Authors Piña Y, Decatur C, Murray T, Houston S, Gologorsky D, Cavalcante M, Cavalcante L, Hernandez E, Celdran M, Feuer W, Lampidis T

Published 7 March 2011 Volume 2011:5 Pages 337—343


Review by Single anonymous peer review

Peer reviewer comments 3

Y Piña1, C Decatur1, TG Murray1, SK Houston1, D Gologorsky1, M Cavalcante1, L Cavalcante1, E Hernandez1, M Celdran1, W Feuer1, T Lampidis2
1Bascom Palmer Eye Institute, University of Miami Miller School of Medicine, Miami, FL, USA; 2Department of Cell Biology and Anatomy, University of Miami Miller School of Medicine, Miami, FL, USA

Purpose: The purpose of this study is to analyze the dose response of the mammalian target of rapamycin (mTOR) inhibitor, rapamycin, on tumor burden and hypoxia, and study the treatment effect on vasculature in LHBETATAG retinal tumors.
Methods: This study was approved by the Institutional Animal Care and Use Committee and follows Association for Research in Vision and Ophthalmology guidelines.

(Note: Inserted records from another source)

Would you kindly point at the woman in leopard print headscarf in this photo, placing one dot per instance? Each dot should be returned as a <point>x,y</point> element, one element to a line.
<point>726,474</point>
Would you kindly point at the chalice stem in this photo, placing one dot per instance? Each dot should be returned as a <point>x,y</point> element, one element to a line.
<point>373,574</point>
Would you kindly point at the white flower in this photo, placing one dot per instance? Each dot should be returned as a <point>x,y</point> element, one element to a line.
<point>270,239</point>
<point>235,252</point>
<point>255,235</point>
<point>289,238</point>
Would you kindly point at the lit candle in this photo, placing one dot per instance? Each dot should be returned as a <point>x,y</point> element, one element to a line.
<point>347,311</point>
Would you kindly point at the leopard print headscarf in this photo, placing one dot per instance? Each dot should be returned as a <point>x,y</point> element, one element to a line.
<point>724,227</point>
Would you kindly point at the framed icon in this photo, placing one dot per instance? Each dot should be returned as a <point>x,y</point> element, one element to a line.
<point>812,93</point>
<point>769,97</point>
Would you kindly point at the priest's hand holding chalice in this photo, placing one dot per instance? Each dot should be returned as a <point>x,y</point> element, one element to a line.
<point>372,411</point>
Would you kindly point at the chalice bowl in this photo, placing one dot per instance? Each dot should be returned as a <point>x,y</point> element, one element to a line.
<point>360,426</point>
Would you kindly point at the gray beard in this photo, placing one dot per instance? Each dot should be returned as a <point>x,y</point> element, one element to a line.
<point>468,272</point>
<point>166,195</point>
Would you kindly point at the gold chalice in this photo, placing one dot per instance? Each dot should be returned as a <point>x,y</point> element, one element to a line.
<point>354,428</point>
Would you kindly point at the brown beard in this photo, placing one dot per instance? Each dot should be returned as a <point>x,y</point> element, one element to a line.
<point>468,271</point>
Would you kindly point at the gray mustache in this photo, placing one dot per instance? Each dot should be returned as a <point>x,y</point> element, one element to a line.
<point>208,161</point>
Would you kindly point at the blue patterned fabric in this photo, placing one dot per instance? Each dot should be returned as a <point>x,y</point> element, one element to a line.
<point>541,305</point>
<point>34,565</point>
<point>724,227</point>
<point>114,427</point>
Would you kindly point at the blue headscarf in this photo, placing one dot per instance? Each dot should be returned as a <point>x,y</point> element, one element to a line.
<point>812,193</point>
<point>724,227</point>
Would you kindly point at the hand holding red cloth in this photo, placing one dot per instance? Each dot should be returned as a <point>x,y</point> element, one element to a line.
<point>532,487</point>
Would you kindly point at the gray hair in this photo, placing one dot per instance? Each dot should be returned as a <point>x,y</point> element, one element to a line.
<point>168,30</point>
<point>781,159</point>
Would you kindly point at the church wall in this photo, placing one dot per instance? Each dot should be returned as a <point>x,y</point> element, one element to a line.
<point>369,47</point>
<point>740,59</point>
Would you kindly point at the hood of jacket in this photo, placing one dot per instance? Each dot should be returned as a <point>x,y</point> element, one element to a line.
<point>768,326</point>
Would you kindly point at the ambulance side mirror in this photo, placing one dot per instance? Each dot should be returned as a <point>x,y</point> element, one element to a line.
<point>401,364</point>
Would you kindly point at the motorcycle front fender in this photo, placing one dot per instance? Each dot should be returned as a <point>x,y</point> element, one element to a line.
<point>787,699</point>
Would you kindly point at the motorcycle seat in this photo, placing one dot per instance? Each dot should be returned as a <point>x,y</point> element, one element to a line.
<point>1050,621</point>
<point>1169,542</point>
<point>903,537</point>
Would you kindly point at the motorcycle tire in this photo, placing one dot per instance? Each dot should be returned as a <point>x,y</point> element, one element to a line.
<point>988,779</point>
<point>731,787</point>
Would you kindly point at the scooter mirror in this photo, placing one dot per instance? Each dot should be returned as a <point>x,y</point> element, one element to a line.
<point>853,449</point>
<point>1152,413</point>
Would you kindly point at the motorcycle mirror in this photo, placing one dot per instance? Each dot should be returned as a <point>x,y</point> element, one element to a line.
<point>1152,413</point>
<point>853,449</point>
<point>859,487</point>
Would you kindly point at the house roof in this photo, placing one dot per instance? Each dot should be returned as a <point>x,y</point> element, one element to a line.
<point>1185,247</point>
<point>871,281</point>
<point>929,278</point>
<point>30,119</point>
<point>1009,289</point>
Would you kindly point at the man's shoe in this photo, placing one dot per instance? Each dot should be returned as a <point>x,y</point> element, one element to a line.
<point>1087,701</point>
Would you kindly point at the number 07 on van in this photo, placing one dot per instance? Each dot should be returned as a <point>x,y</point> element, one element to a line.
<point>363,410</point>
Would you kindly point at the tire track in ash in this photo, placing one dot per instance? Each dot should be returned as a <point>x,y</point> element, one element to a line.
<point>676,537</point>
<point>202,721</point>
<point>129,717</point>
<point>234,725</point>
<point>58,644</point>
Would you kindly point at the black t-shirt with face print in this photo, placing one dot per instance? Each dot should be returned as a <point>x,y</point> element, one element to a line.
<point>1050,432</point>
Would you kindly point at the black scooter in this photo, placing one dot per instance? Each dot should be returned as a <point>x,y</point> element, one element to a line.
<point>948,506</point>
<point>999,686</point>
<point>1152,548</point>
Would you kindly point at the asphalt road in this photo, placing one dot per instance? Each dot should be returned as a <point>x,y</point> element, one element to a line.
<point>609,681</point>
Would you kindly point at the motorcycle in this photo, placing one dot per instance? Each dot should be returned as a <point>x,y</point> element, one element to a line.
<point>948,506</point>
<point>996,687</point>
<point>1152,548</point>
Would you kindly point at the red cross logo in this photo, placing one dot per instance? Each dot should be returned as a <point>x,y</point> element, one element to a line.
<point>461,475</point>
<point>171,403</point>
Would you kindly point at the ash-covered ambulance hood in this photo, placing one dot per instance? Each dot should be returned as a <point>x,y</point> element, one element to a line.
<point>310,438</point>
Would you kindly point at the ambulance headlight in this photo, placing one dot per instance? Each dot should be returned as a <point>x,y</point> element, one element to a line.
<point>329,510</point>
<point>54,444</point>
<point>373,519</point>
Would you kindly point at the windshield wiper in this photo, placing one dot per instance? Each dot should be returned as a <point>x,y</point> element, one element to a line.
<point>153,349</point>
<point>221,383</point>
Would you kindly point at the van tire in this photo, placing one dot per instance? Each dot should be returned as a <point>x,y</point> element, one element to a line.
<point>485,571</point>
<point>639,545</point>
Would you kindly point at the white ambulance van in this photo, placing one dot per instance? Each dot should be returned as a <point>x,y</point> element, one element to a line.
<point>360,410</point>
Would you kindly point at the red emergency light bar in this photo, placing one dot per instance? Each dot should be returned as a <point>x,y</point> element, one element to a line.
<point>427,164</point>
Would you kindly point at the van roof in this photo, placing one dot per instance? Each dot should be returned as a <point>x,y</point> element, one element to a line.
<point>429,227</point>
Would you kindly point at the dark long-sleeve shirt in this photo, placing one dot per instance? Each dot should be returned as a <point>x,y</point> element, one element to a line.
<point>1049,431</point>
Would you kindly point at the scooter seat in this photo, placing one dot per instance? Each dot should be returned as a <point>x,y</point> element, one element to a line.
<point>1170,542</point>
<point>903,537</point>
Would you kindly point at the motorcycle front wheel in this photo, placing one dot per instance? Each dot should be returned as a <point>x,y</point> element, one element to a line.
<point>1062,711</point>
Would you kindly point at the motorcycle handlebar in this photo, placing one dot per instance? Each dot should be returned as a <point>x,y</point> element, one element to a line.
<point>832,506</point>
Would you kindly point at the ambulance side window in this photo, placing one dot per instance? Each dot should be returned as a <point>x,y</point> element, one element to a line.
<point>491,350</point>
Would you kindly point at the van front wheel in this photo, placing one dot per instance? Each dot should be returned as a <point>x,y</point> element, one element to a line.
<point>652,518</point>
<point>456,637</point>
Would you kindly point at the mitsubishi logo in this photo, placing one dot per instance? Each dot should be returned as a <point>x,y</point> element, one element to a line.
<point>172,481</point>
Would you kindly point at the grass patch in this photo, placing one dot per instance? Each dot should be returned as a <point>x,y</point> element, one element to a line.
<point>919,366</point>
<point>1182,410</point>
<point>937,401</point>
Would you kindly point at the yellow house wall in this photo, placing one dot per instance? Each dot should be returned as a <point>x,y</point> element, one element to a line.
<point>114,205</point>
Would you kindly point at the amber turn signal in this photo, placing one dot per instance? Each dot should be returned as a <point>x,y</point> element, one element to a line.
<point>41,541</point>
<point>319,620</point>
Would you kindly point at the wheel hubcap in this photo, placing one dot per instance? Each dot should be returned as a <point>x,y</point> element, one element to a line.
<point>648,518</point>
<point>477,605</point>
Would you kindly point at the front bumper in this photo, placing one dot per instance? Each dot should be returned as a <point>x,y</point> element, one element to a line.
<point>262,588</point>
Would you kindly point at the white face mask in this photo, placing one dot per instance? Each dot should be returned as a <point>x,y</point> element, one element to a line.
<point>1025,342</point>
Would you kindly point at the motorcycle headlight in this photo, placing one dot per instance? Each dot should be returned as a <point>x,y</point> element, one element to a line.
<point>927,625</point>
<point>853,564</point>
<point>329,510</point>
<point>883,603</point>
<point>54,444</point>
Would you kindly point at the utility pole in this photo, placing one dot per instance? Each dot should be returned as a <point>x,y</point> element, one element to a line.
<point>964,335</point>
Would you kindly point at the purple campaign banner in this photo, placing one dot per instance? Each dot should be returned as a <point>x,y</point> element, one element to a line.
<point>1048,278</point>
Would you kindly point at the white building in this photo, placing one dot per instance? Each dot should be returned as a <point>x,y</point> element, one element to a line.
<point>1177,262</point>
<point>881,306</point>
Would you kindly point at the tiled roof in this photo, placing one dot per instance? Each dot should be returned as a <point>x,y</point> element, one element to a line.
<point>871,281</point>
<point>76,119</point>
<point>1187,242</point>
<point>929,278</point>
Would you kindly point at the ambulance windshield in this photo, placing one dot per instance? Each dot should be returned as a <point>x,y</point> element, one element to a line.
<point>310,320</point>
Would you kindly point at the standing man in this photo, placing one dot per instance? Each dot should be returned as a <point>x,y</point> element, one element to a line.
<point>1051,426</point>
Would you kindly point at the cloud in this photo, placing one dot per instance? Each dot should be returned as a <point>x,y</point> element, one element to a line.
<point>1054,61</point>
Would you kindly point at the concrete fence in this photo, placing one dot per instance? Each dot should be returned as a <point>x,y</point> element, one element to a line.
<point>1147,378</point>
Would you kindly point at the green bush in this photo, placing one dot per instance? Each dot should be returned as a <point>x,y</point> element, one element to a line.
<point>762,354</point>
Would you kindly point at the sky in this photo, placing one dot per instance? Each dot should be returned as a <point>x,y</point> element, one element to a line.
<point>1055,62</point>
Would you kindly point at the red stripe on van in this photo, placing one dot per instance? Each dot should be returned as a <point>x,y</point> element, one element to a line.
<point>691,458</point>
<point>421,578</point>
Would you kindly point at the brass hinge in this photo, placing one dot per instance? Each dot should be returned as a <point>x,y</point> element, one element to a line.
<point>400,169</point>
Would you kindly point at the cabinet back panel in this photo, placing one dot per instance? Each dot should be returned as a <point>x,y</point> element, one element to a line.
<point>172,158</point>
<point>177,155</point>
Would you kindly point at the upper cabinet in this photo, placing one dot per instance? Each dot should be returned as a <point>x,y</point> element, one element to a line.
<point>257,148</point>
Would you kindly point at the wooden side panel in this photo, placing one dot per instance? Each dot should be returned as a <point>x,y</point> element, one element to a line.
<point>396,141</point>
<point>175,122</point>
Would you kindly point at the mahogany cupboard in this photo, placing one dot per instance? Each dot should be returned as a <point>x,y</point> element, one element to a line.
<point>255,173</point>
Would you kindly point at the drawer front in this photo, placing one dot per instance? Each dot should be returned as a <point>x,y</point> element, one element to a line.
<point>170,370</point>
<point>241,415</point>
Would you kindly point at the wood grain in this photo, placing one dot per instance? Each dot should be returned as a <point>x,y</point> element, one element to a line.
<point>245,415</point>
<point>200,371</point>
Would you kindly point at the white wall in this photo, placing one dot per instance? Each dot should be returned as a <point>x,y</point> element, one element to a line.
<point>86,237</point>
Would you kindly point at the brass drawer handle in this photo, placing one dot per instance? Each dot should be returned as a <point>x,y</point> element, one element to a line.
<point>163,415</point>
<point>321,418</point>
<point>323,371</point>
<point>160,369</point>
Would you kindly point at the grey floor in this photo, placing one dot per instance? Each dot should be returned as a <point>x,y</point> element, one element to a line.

Eighteen-week-old LHBETATAG retinal tumor eyes (n = 30) were evaluated. Mice were divided into five groups and received periocular injections once weekly for two consecutive weeks of: a) 80% DMSO (dimethyl sulfoxide, vehicle control), b) 0.00333 mg/kg, c) 0.167 mg/kg, d) 3.33 mg/kg, and e) 6.67 mg/kg of rapamycin. Tumor sections were analyzed for hypoxia, tumor burden, and vasculature with immunohistochemistry techniques.
Results: Reduction in tumor burden and hypoxia was significantly different between rapamycin doses and control (P < 0.002). Eyes treated with rapamycin at 0.167, 3.33, and 6.67 mg/kg showed a significant decrease in tumor burden in comparison with the vehicle control group (P = 0.019, P = 0.001, P = 0.009, respectively) and the 0.00333 mg/kg dose response (P = 0.023, P = 0.001, P = 0.010, respectively). Eyes treated with rapamycin at 3.33 mg/kg showed a significant reduction in the amount of hypoxia in comparison with the lower concentration groups (0.00333 and 0.167 mg/kg) of rapamycin (P = 0.024 and P = 0.052, respectively). The number of mature vessels was significantly lower in the 3.33 mg/kg treated versus vehicle control (P = 0.015; equal variances assumed, t-test for equality of means). The number of neovessels was not significantly different between both groups (P = 0.092).
Conclusion: Inhibition of mTOR was shown to reduce tumor burden, hypoxia, and vasculature in the LHBETATAG retinoblastoma tumor model. Rapamycin may have a role in combination with chemotherapy or other adjuvant therapies to enhance retinoblastoma tumor control.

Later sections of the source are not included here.